Bienert: Ich denke, es ist zum einen wichtig, sich klarzumachen, dass auch das evangelische Christentum viel patriarchales Denken in sich trägt. Das lässt sich nicht nur an Luther festmachen. Ich würde auch nicht erwarten, dass ein Denker des 16. Jahrhunderts modernen Ansichten entspricht. Entscheidend ist ohnehin vielmehr unser Umgang mit diesen Quellen und was wir aus ihnen lernen wollen. Aus welchen theologischen Gründen können wir patriarchialen Komponenten der christlichen Tradition widersprechen? Das kann übrigens auch heißen, Luther gewissermaßen gegen Luther zu lesen. Paradoxerweise ließe sich nämlich gerade der in Luthers Werk entfaltete Sinn für Emanzipation aller Christenmenschen gegen Luther selbst lesen, zum Beispiel ausgehend von seinem Freiheitsbegriff.

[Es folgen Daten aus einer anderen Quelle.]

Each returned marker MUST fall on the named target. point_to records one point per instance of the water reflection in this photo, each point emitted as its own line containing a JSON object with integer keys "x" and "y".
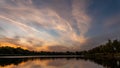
{"x": 58, "y": 63}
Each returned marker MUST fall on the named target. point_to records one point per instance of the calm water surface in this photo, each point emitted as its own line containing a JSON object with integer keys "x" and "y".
{"x": 37, "y": 62}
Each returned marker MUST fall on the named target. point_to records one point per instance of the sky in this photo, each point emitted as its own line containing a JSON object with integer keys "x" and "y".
{"x": 58, "y": 25}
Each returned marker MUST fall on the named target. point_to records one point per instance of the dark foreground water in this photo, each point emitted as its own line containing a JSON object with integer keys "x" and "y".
{"x": 57, "y": 62}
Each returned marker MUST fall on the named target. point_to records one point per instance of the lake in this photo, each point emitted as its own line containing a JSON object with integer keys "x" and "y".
{"x": 56, "y": 62}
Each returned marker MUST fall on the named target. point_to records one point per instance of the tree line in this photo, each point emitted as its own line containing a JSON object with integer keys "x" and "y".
{"x": 109, "y": 47}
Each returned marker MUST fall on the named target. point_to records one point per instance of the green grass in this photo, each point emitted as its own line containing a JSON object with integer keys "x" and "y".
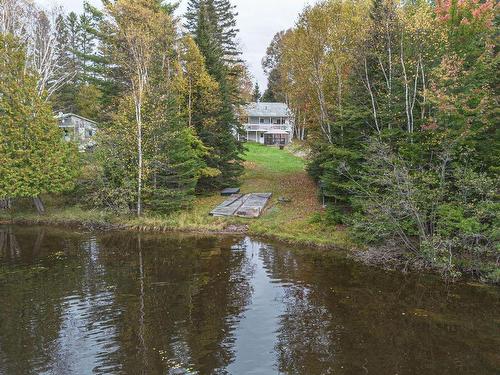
{"x": 267, "y": 169}
{"x": 272, "y": 159}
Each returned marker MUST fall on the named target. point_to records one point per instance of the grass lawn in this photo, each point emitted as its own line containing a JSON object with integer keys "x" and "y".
{"x": 267, "y": 169}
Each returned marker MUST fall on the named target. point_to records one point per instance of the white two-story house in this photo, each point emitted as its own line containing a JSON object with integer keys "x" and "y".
{"x": 78, "y": 129}
{"x": 268, "y": 123}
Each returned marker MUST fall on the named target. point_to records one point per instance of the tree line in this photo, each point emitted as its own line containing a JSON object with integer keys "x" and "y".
{"x": 165, "y": 95}
{"x": 398, "y": 101}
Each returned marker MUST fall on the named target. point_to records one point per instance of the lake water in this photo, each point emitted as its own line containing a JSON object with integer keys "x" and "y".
{"x": 129, "y": 303}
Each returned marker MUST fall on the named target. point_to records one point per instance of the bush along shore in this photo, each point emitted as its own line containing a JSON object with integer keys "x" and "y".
{"x": 400, "y": 120}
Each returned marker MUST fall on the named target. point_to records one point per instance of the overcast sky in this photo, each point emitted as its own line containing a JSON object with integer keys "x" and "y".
{"x": 258, "y": 21}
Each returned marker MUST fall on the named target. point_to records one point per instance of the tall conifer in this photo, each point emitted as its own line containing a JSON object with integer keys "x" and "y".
{"x": 212, "y": 24}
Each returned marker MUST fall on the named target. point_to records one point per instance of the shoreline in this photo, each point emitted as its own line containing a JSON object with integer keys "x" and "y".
{"x": 394, "y": 264}
{"x": 107, "y": 226}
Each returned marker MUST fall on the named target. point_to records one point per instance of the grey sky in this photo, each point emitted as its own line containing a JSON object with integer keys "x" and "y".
{"x": 258, "y": 21}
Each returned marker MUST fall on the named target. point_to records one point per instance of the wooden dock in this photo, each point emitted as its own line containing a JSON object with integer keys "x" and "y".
{"x": 248, "y": 205}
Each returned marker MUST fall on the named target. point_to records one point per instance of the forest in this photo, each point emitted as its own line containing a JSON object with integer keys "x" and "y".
{"x": 396, "y": 103}
{"x": 165, "y": 101}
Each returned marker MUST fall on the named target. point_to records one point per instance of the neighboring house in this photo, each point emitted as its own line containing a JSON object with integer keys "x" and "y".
{"x": 78, "y": 129}
{"x": 268, "y": 123}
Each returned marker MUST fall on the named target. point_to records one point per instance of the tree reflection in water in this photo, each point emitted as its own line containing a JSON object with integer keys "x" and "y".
{"x": 128, "y": 303}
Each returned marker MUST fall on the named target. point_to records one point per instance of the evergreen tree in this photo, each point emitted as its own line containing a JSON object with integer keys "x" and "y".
{"x": 34, "y": 159}
{"x": 212, "y": 23}
{"x": 150, "y": 155}
{"x": 256, "y": 96}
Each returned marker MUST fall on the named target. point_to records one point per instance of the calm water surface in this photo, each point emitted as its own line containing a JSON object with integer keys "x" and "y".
{"x": 127, "y": 303}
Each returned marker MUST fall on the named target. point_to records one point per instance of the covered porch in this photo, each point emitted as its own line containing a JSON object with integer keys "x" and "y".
{"x": 270, "y": 137}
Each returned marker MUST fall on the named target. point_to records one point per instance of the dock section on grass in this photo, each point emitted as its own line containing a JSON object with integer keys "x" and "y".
{"x": 249, "y": 205}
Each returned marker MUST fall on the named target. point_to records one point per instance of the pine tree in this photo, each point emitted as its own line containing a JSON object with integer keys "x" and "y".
{"x": 34, "y": 159}
{"x": 256, "y": 96}
{"x": 212, "y": 23}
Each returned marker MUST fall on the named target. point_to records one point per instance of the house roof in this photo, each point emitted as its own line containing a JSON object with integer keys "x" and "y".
{"x": 61, "y": 116}
{"x": 267, "y": 110}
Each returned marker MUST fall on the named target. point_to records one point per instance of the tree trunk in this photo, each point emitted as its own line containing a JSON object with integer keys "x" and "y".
{"x": 39, "y": 205}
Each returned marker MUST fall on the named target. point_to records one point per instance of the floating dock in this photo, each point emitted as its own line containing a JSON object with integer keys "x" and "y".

epd: In Zeiten, in denen die binäre Geschlechterordnung zunehmend infrage gestellt wird, könnte darüber diskutiert werden, ob wir statt eines Muttertages nicht einen geschlechterübergreifenden „Elterntag“ für Männer, Frauen, queere und nonbinäre Menschen in familiärer Verantwortung brauchen. Eine sinnvolle Idee?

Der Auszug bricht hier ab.